Estas celebraciones, que desde hace muchos
años pasan totalmente desapercibidas para el común de los najerinos,
constituyeron en nuestra infancia un auténtico acontecimiento. No sé muy bien
si era porque estábamos a todas las horas del día en la plazoleta de la Cruz, o porque lo anunciaban los curas
en el tablón de anuncios de la Parroquia, donde nos ponían los rombos que
tenían las películas que se iban a proyectar en nuestros tres cines, pero el
caso es que, en cuanto había un bautizo, allí estábamos nosotros, un batallón
de desaliñados mozalbetes, dispuestos a batirnos el cobre por coger las monedas
que el padrino iba a lanzarnos al aire. Aunque en algún bautizo nos echaban
perras ya en la entrada de la iglesia, lo habitual era que esto ocurriera a la
salida, en el recorrido hacia sus casas y, una vez allí, desde los balcones y
ventanas. Para que este reparador maná cayera sobre nosotros, teníamos que
cantar repetida e incansablemente aquello de “Agua y vino/ mierda pal padrino/
bautizo cagao/ que no han echao/ a la
uuuuuu. Y entonces, el padrino y alguno de los invitados comenzaban a lanzar
monedas al aire, de perra chica, perra gorda, de real, de dos reales y alguna
de peseta rubia, aquella del uno, y se armaba la de San Quintín. Como ninguno
de nosotros era tonto y a todos nos sobraba hambre y nos faltaban perras, todas
nuestras miradas permanecían fijas en la trayectoria que llevaban las rubias, y
ello era que nos juntábamos en el suelo cinco o seis “gladiadores”, unos encima
de otros, en cada una de ellas, intentando echarles el guante. Cuando el
padrino era pudiente -o generoso, que no es igual- y lanzaba al aire algún
billete de cinco pesetas, aquello ya era el súmmum: nos zarandeábamos
haciéndonos cisco la ropa, primero, y nos cascábamos de lo lindo, después, por
ver quién se lo llevaba del suelo. Téngase en cuenta que cinco pesetas eran una
auténtica fortuna en aquellos tiempos.

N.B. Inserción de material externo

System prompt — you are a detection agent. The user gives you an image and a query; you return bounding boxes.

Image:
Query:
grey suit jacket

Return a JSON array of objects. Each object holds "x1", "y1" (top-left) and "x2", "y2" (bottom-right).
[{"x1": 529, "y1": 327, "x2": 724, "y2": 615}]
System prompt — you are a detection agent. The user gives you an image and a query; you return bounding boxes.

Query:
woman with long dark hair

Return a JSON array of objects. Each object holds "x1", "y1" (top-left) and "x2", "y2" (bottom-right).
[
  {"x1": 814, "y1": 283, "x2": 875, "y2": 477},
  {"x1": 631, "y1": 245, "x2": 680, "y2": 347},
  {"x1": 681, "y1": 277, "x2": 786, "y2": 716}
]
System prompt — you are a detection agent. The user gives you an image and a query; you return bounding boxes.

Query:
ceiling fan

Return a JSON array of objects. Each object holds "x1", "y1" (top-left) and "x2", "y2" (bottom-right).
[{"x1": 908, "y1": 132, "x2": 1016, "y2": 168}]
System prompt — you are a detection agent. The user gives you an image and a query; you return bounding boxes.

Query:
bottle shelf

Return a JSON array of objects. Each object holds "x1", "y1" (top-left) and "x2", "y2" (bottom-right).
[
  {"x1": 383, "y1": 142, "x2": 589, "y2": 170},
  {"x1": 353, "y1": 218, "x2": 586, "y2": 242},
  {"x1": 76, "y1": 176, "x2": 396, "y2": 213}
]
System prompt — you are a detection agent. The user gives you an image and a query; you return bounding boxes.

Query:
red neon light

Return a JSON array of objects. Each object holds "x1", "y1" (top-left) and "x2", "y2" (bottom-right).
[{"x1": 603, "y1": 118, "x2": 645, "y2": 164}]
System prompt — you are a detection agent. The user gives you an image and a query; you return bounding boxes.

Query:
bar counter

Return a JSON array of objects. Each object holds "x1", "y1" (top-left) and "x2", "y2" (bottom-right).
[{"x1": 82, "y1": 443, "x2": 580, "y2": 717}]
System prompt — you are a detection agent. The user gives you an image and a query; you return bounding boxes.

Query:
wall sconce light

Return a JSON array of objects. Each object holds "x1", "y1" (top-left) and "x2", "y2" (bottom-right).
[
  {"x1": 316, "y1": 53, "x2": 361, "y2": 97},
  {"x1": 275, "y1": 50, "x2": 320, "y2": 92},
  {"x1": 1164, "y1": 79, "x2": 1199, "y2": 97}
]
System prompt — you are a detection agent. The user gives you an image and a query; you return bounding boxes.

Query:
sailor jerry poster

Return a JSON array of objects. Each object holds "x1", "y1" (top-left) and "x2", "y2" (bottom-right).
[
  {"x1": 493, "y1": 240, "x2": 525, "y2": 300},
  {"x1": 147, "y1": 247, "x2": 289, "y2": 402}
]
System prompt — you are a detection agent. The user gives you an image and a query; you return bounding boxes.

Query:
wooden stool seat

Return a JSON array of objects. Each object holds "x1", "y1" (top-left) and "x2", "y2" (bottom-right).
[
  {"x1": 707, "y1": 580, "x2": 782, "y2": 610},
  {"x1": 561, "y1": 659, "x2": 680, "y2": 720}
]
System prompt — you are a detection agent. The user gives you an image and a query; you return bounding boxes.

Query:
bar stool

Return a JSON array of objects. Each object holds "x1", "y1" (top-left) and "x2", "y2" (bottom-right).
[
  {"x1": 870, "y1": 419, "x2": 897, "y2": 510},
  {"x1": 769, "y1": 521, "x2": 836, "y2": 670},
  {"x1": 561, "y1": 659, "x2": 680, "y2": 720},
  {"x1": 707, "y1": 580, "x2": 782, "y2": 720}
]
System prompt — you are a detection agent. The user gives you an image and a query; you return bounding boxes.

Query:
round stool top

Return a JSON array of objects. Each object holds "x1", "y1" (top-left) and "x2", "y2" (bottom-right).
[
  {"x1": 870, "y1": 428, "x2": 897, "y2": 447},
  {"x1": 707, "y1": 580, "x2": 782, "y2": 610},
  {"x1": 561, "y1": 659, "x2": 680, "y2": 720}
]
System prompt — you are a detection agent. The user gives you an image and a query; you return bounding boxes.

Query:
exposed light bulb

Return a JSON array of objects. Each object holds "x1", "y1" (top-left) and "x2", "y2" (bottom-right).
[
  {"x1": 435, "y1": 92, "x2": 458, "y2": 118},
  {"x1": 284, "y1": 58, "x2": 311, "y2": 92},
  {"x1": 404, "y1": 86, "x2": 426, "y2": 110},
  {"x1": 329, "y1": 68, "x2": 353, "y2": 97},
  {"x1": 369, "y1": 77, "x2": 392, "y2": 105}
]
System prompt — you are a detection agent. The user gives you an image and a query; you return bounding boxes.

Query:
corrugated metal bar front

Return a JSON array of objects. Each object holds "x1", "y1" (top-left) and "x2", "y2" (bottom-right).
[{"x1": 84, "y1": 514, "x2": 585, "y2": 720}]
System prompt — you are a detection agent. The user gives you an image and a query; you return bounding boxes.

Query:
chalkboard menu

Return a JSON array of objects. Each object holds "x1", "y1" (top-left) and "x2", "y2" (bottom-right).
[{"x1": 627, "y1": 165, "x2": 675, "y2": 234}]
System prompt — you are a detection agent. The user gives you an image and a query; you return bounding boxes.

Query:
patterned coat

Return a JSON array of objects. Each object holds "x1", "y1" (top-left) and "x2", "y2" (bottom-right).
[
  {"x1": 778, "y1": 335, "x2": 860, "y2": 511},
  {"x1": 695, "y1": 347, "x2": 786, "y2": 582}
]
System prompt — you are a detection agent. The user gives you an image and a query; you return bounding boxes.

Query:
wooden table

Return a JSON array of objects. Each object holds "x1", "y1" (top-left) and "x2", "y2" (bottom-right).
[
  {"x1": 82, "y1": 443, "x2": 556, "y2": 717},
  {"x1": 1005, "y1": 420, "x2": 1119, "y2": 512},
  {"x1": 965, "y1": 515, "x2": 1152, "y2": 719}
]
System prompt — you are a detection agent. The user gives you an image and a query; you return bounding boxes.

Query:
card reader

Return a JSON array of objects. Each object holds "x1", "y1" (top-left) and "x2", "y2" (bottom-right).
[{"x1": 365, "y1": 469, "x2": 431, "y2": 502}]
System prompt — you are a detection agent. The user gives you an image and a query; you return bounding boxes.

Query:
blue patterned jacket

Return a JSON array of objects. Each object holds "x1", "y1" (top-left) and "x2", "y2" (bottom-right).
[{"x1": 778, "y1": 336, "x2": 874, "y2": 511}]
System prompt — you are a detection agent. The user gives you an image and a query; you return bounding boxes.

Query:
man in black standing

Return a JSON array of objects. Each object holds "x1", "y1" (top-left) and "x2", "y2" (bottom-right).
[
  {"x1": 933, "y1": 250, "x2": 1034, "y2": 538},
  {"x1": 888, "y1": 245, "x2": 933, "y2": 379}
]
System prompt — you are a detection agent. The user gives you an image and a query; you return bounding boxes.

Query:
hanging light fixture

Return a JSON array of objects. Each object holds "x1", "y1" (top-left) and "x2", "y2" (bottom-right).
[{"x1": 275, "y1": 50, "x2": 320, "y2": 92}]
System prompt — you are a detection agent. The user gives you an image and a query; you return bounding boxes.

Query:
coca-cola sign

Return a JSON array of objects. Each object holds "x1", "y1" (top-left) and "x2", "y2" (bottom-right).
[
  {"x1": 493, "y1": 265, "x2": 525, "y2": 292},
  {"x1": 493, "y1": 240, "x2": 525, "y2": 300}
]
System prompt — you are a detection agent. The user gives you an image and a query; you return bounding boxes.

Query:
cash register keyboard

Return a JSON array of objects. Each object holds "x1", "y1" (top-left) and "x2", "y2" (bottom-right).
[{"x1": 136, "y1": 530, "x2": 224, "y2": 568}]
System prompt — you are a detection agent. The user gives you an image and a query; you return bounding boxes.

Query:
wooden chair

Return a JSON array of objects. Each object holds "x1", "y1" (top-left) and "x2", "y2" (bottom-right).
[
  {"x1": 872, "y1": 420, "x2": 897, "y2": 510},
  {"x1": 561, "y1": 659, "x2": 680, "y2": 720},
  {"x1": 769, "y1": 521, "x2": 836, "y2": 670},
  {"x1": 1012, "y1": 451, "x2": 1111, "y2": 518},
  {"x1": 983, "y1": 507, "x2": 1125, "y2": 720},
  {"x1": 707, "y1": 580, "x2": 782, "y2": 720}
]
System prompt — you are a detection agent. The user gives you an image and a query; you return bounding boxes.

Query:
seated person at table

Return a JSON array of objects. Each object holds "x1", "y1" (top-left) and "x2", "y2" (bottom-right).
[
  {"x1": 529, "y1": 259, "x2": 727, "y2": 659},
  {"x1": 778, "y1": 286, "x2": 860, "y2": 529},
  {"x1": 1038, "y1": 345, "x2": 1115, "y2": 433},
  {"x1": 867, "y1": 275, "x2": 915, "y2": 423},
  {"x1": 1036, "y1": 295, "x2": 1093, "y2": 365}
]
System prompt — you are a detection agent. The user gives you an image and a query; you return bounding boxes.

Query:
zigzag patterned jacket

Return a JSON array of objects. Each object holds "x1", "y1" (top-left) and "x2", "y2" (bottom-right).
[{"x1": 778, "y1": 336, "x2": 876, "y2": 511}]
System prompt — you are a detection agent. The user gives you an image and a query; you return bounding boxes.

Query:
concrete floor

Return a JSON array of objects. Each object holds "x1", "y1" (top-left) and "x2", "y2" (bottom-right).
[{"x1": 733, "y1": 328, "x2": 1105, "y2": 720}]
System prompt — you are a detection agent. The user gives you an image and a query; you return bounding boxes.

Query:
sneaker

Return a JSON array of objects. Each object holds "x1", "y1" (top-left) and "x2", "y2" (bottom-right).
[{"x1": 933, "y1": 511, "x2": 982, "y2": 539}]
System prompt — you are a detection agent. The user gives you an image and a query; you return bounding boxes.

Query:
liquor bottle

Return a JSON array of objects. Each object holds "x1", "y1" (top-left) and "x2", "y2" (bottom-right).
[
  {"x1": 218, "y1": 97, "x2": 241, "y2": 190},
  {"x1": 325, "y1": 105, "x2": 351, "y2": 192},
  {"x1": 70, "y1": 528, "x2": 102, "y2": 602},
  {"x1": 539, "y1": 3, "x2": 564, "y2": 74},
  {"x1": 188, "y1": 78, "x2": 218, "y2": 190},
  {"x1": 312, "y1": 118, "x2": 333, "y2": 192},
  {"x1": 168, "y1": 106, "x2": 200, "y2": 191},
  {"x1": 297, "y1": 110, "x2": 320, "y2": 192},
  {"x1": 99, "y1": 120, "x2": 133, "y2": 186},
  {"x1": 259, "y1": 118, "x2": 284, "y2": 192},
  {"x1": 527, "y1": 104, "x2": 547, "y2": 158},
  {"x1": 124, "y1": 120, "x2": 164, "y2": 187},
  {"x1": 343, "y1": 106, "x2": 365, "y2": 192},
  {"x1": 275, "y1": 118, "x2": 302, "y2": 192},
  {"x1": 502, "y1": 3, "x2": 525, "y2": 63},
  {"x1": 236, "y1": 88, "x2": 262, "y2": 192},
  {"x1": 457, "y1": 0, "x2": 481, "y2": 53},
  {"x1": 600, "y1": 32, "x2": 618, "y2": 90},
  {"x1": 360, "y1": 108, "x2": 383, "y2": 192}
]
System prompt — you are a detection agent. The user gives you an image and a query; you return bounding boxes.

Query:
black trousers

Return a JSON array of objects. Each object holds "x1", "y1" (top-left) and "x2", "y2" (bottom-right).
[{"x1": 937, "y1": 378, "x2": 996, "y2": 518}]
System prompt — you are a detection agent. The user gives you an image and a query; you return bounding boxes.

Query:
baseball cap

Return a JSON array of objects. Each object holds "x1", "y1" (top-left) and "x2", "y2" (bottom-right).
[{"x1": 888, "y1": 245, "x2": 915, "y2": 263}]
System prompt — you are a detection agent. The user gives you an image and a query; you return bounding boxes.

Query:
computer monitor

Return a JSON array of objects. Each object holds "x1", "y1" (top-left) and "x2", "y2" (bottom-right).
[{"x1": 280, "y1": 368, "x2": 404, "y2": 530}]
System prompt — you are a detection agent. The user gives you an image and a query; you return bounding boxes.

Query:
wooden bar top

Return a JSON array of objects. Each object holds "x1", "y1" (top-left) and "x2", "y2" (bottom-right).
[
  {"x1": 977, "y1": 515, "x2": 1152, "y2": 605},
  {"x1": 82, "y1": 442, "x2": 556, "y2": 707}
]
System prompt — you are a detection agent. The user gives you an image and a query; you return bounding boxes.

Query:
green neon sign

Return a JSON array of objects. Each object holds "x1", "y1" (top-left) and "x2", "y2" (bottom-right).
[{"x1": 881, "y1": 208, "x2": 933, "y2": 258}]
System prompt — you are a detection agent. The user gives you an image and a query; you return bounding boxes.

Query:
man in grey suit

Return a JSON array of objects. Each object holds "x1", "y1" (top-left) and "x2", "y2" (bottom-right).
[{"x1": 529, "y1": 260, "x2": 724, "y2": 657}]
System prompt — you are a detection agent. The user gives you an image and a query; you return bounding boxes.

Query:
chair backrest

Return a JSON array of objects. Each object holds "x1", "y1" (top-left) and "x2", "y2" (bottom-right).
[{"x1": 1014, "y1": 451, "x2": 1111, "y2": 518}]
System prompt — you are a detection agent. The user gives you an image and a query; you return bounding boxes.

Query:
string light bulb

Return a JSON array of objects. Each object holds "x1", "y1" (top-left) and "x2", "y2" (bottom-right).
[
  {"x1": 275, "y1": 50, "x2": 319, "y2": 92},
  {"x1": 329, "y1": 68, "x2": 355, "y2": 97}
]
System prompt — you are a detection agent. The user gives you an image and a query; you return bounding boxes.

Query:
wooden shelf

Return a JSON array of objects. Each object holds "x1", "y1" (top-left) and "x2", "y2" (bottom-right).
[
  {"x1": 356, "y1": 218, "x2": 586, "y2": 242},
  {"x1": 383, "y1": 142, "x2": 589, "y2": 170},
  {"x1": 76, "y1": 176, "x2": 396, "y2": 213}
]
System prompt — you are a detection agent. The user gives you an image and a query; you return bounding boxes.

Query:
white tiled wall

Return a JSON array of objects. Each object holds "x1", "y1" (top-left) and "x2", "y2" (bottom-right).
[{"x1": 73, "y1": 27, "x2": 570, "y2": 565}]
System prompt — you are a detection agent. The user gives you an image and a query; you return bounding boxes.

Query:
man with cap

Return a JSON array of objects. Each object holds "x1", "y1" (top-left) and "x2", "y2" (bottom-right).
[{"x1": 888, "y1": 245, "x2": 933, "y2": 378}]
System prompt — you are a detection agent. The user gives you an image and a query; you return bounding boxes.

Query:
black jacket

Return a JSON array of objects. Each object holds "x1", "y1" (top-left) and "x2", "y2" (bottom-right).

No obstante, al final todos quedábamos contentos:
los invitados dando buena cuenta de las magdalenas, los mantecados, las
rosquillas, los cocos, la sobada y los manguitos que habían hecho en el horno
de la Señora Julia, y nosotros, con perras frescas en los bolsillos, dispuestos
a vaciar de “chochos” las casetas de la Leo y de la señora Manuela.